Birkaç gün önce İstanbul Fatih'te bir kişi tramvayın önüne atlayıp intihar girişiminde bulundu. Geçen hafta Urfa 'da beş gün içerisinde dokuz intihar olayı yaşandı. Yine, geçtiğimiz günlerde bir gün içinde iki esnaf canına kıydı. 100’ü aşkın müzisyen işsiz olduğu için intihar etti.  En ilginç ve vicdan yaralayıcı durum Manisa’da yaşandı. Manisa’da çay ocağı işlettiği öğrenilen Ufuk Üçkan isimli yurttaş çay kazanını dükkanının önüne attığı görüntüler sosyal medya gündemine oturdu.  Üçkan,  “Ben 21 yıldan beri kahveciyim bana bir tek destek yok. Lanet olsun böyle kahveciliğe. Bir tek yardım yok. Devletten de yardım istemiyorum, kapatıyorum artık kahvehaneyi. Bana ‘aç mısın susuz musun’ diye soran yok. İstemiyorum, ocak da onların olsun” diyerek yaşadığı ekonomik sıkıntıyı anlatıyordu.  Esnaf Ufuk Üçkan hakkında Manisa Valiliği yazılı bir açıklama yaparak “Kıraathane esnafımız U.Üçkan’a SYD Vakfı tarafından Aralık-Nisan döneminde toplamda 1.600 TL, Esnaf Odası tarafından 3 ay boyunca 1.000’ er TL olmak üzere toplam 3 bin TL ve Belediye Başkanlığınca 500 TL nakdi yardım yapılmıştır” dedi.  Valiliğin bu açıklaması sosyal medyada inanılmaz tepkilere neden oldu ve birçok vatandaş bir yılı aşkındır ekonomik krizde olan bir esnafın toplamda 5 bin lirayı bulan bir yardım ile nasıl geçineceğini sordu ve “çok yardım yapmışsınız, para üstü aldınız mı?” diyerek trajediye parmak bastı.   
Nihayet, daha zoru başarıldı! Ülkenin bir yerinde insanlar çöpten, pazar yerinden sebze/meyve toplarken; diğer tarafta çiftçiler alıcı bulamadıkları gerekçesiyle 1 yıllık emeklerini çöpe döktü.
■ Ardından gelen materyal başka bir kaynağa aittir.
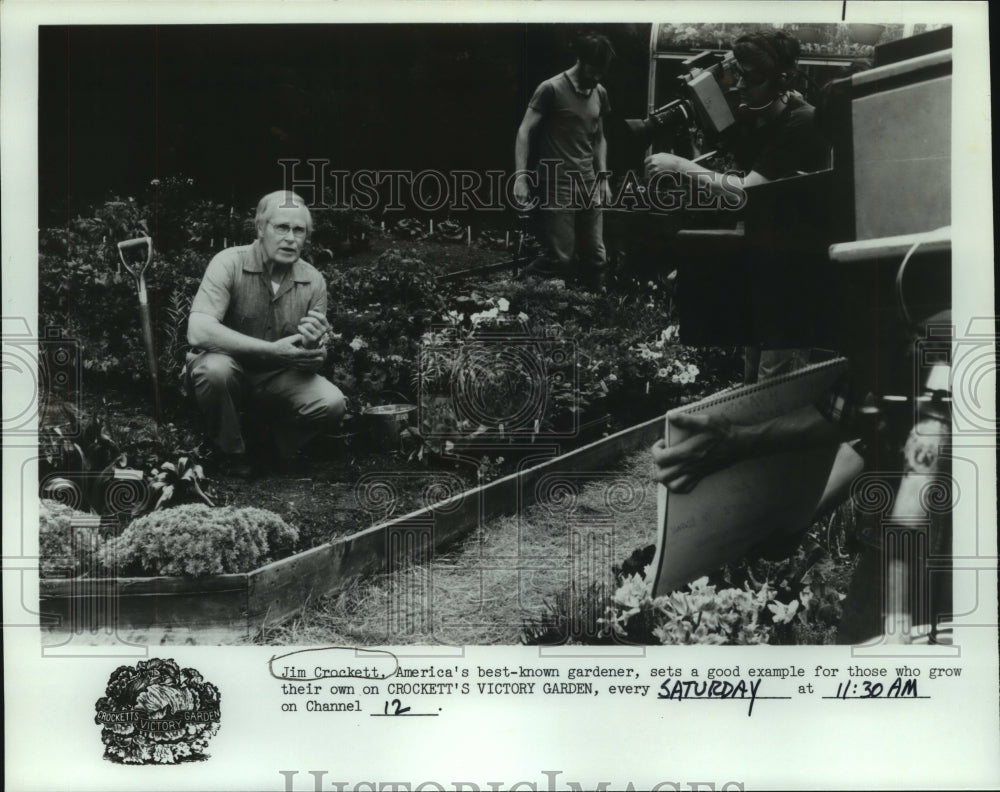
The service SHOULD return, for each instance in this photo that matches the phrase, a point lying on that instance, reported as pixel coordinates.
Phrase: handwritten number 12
(399, 708)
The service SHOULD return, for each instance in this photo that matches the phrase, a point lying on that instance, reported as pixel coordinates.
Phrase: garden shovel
(138, 271)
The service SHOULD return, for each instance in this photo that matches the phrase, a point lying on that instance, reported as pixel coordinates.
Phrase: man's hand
(665, 163)
(314, 329)
(290, 353)
(715, 444)
(604, 194)
(522, 191)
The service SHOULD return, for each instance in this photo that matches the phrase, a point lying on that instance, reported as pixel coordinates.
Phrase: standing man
(563, 126)
(258, 329)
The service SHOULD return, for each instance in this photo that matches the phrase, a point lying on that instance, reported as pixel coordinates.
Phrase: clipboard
(755, 499)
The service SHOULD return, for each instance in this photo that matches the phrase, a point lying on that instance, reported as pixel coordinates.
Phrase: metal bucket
(382, 425)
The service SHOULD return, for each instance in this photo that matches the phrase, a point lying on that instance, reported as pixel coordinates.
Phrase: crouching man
(258, 330)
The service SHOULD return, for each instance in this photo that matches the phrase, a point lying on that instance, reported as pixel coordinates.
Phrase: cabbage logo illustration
(157, 713)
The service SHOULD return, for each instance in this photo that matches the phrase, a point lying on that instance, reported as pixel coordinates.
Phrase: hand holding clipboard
(750, 477)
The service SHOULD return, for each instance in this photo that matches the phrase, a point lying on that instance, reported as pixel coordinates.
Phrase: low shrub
(195, 540)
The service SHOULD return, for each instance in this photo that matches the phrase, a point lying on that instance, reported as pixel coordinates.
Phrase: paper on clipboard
(730, 511)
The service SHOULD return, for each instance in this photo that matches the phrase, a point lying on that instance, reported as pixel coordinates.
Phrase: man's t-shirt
(570, 127)
(785, 145)
(237, 292)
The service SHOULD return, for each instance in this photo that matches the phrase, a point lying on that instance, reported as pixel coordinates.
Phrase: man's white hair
(280, 199)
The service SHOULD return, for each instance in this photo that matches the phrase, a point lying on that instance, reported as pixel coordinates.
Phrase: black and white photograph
(499, 371)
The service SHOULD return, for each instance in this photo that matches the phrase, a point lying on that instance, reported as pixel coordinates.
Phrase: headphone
(782, 50)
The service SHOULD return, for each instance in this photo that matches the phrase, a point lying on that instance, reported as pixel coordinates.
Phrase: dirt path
(507, 571)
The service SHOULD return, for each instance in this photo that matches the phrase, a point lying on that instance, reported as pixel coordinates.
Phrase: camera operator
(777, 135)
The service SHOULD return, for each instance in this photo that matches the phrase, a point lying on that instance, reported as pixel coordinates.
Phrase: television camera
(709, 103)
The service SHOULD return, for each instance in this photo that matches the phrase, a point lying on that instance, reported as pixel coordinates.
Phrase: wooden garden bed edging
(239, 606)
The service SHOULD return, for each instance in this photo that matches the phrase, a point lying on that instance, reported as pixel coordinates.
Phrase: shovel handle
(128, 244)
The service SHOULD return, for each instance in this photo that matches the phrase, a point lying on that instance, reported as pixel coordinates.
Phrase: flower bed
(232, 607)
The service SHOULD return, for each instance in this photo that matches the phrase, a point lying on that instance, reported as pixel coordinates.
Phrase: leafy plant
(69, 541)
(78, 462)
(702, 614)
(175, 483)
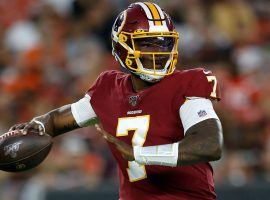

Pazar yerlerinin kapanması sonrası ürünleri elinde kalan Antalyalı çiftçiler, satamadıkları tonlarca domates, biber, kabak ve lahanayı çöp konteynırlarına boşalttı. İktidarın önü arkası hesap edilmeyen salgın tedbirleri nedeniyle binlerce çiftçi mağdur oldu. 
İçişleri Bakanlığı, yaşanan rezalet üzerine ‘Pazar Yerleri’ konulu genelge yayımladı. 8 ve 15 Mayıs Cumartesi günleri 10.00-17.00 arasında yaş sebze ve meyve ile fide satışı yapan pazar yerleri açık olacağı açıklandı. Bir başka pazarcı esnafı Mehmet K. ise “30 kuruşa veriyoruz salatalığı, yine herhangi bir alıcı bulamıyoruz. Kasasını 1 TL’den vermeyi düşünüyoruz. Şu anda bize en güzel destek çöp arabalarını göndermek olacak ” şeklinde konuşuyordu. 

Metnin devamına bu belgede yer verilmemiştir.